Williams claims the campaign was a huge success, with his team now including a diversity of backgrounds and skillsets, and an energetic approach to delivering on projects. 

“We found exactly the right kind of people, and the mix of skills is brilliant. I’m very proud that we’ve attracted some incredibly talented folks who hadn’t really had working in local government on their radar, but who now love the difference we’re able to make to the city and people’s lives.”

Having previously worked for the New Zealand Defence Force, Air Services Australia and KiwiRail, Williams believes fresh approaches are needed to effectively deliver infrastructure needs in regional New Zealand. 

“It’s a fascinating time for those of us working in infrastructure, in spite of, and in many ways because of the challenges in the sector,” he says.

While details of some of the new approaches Palmerston North is working on are under wraps as negotiations with partners continue, Williams cites procurement as a key area for adding value.

“We’ve been upfront about our desire to bundle procurement where the opportunity to do so is available. These are the kind of strategic partnerships through which we can achieve the scale that would otherwise be beyond a city our size, and enable our partners to invest with confidence to develop the required resources in our area.”

In terms of bringing residents and stakeholders along on the journey, Williams says new approaches to planning have delivered benefits that PNCC can continue to build on. 

“We never lose sight of the fact we are ultimately accountable to our residents. During the Ten Year Plan process, we found that our Spatial Plan for projects across the city (which was first developed for internal stakeholders) was a key tool in illustrating the grand vision for the city that we were asking ratepayers to invest in. 

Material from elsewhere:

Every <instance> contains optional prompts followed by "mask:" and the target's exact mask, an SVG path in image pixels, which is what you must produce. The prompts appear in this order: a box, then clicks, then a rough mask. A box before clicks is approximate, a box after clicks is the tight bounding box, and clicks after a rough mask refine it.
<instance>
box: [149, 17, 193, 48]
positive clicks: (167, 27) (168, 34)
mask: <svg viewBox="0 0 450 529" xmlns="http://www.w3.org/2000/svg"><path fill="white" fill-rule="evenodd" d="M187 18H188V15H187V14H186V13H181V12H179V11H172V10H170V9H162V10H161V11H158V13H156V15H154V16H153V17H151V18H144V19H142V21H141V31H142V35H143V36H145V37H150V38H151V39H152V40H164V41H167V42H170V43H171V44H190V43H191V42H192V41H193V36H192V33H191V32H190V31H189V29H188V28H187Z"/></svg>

“Subsequently, we’ve begun working with other Councils across the region on a combined long-term Spatial Plan, which should help any stakeholder understand at a glance what the future of development in Manawatu-Whanganui looks like,” he says.

Williams says that central Government’s investment in the city will continue to deliver returns for the region and our economy as a whole. 

“Palmerston North is a literal and figurative crossroads in the heart of the lower North Island; a place where rural and urban, production and logistics, research and commerce all intersect to create value. 

“We’re putting major investment into our own city’s growth and development, and central Government is recognising our strategic value by delivering critical infrastructure. 

“When the private sector sees that the city has a clear plan for development, backed by central Government, the opportunities for business to invest are clear.”

Through the Provincial Growth Fund, the Government has already pledged over $40 million to projects in Palmerston North, including the development of KiwiRail’s multi-modal freight hub, which has been described as “a major step forward in New Zealand’s approach to freight logistics”. 

In the meantime, Williams says Palmerston North is focused on delivering on its vision for the future, which is summarised by the slogan ‘Small city benefits – big city ambition’.

“There’s a real swagger to Palmerston North these days,” he says.

“In that people recognise something special is happening, they’re on board with where we’re heading, and they want to be part of it.”

There’s little doubt Williams and his infrastructure team are relishing their key role in ‘making a difference’ to the future of one of our iconic regional cities.